I have the dreaded squeaky belt syndrome after getting the old girl out from storage. I think it is a tensioner or pulley because it is ok at idle, but gets very loud at even the lightest revs and keeps squealing right up to higher rpms. I am just going to order and replace the belts and pulleys. I went to order them and see that there are several different types and sizes. Do I need to replace both belts? Do I need ribbed pulleys or smooth? I plan to order all AC Delco unless someone has a reason not too. Sorry for the stupid questions, I just don't want to order the wrong stuff. I plan to order from rockauto.com, if that helps. I want to replace the belt(s), tensioner pulleys and idler pulleys.


----------



## jpalamar (Jul 22, 2008)

Did you try some belt conditioner. The car sat for awhile, it could be dirt and crap on the pully or back of the belt.

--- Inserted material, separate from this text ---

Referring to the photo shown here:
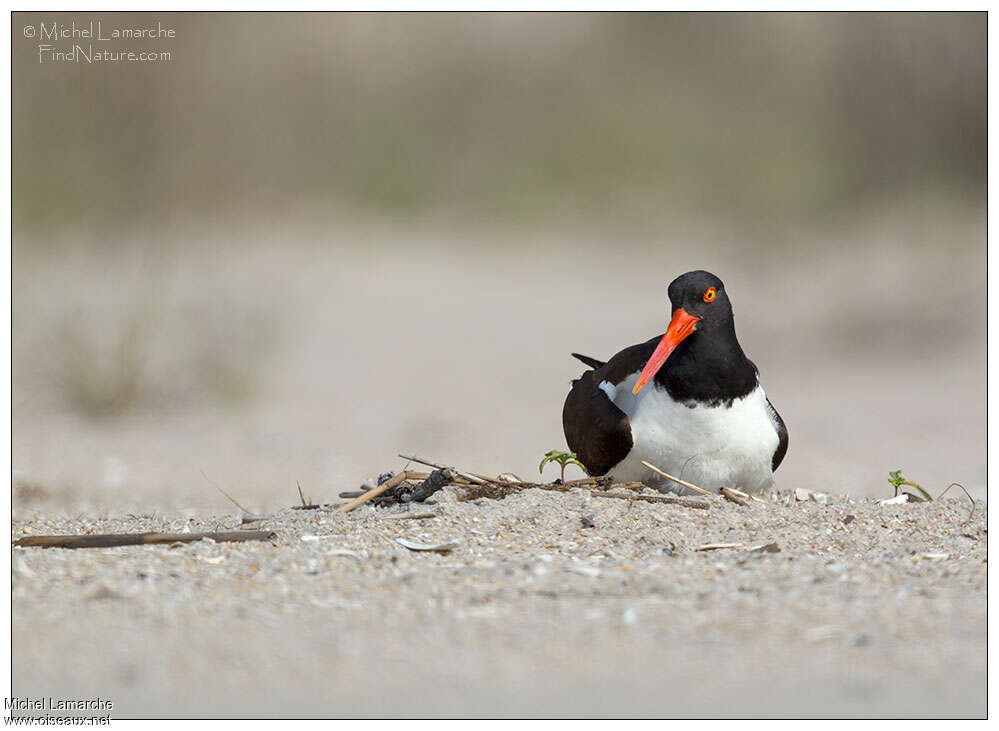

Goodyear Gatorback belts are the only ones I use.


----------



## freeze916 (May 3, 2010)

I'm pretty sure it is a pulley. It sounds like a bearing gone bad. It doesn't really squeak until you rev the motor. It also doesn't go away after it warms up like it used to before I put it away for winter.


----------



## 06BLACKGTO64 (Oct 30, 2010)

are any of the pulley's "wobbling"?


----------



## freeze916 (May 3, 2010)

06BLACKGTO64 said:


> are any of the pulley's "wobbling"?


Negative, I'm pretty sure it is a bearing gone bad. The noise is now constant at idle too, but goes away around 3500 rpms.


----------



## freeze916 (May 3, 2010)

I'm going to take the belts off this weekend and look at eack pulley individually and see how they look. Go from there I guess.


----------



## Firehawk68McLeod (Apr 14, 2012)

I would take the belt off and spin and inspect each pulley. Ive had them go bad, locking up and failing off.


----------



## dudleylabauve (Apr 19, 2012)

I've had an 05' GTO and now have an 06' GTO. Both cars presented with the squeaky pulley noise eventually. I just went to Advance Auto Parts and replaced both tensioner assemblies and the belts. Problem solved...for now!


----------



## mebuildit (Jul 29, 2011)

I use NAPA belts and hoses, Gates makes them and they have a lifetime warranty. I've only bought one belt and usually change it once a year. NO charge!


----------